Chakra Ayurveda

Das Chakra Ayurveda

Die Chakren sind Energiezentren unseres Körpers. Chakras und Ayurveda in der Naturheilkunde Chakra kommt aus dem sanskritischen und heißt buchstäblich " Scheibe ", " Discus ", " Kreis ". Chakras sind körpereigene energetische Zentren, die sich entlang eines Kanals ausbreiten. Jeder Chakra verknüpft den körperlichen mit dem subtilen Leib, der Ausstrahlung des Menschen, und liefert ihm Lebenskraft. Diese Chakras sind in vielen geistlichen Überlieferungen bekannt, zum Beispiel im buddhistischen System, im hinduistischen System, im Yoga oder in den Inkas.

Das Chakra nach hinduistischer Tradition ist jedoch am verbreitetsten. Die Wurzel-Chakra, auch Basis-Chakra oder Wurzel-Chakra oder Wurzel-Chakra oder Wurzel-Chakra bezeichnet, steht am Boden des Beckens und steht für die Verbundenheit mit dem Erdenleben, für das Fortbestehen und die Vitalität. Ihr ist die rote Färbung zugewiesen. Orangen ist seine Hautfarbe. Das Sonnengeflecht, der Verstand, das Unbewusste und die Ideen sind dem Solarplexus-Chakra untergeordnet.

Mitten in der Truhe steht das Herz-Chakra, das mit seiner hellen, grünen Färbung für Ergebenheit, Erbarmen und Zuneigung steht. Die Kehlchakra, das energetische Zentrum des Kehlkopfes, ist mit der Verbindung zur Sprache und der Färbung lichtblau verknüpft. Sie steht für die Eröffnung und den Austausch der Seelen sowie für die Violettfarbe.

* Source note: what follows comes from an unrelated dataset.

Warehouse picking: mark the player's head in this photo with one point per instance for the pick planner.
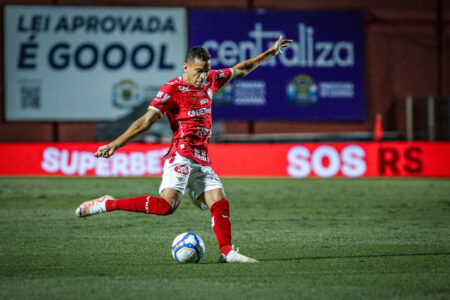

Oberhalb der Krone steht das Kronen-Chakra, das für Geistigkeit steht. Nicht nur in Indien spielt das Chakra eine große Bedeutung in der Gegenmedizin. Man geht davon aus, dass der Status der Chakras sowohl die Organe als auch die emotionale Welt des Menschen mitprägt. Yoga-Übungen, Meditationen, Klangschalen, aromatherapeutische oder Ayurveda-Diät werden empfohlen, um Verstopfungen der Chakras zu beseitigen und diese zu entschlacken und zu behandeln.

Die Bezeichnung Ayurveda kommt aus dem sanskritischen und heißt buchstäblich " Wissen vom Dasein ". Sie beschreibt eine Jahrtausende alte indianische Heilmethode, die den Menschen als Ganzes von Leib, Verstand und Seele auffasst. Ayurveda wird oft als die Doktrin des langes und gesundes Lebens beschrieben. Der Ayurvedische Doktor sollte seinen Patient nicht nur dann aufsuchen, wenn er einmal erkrankt ist.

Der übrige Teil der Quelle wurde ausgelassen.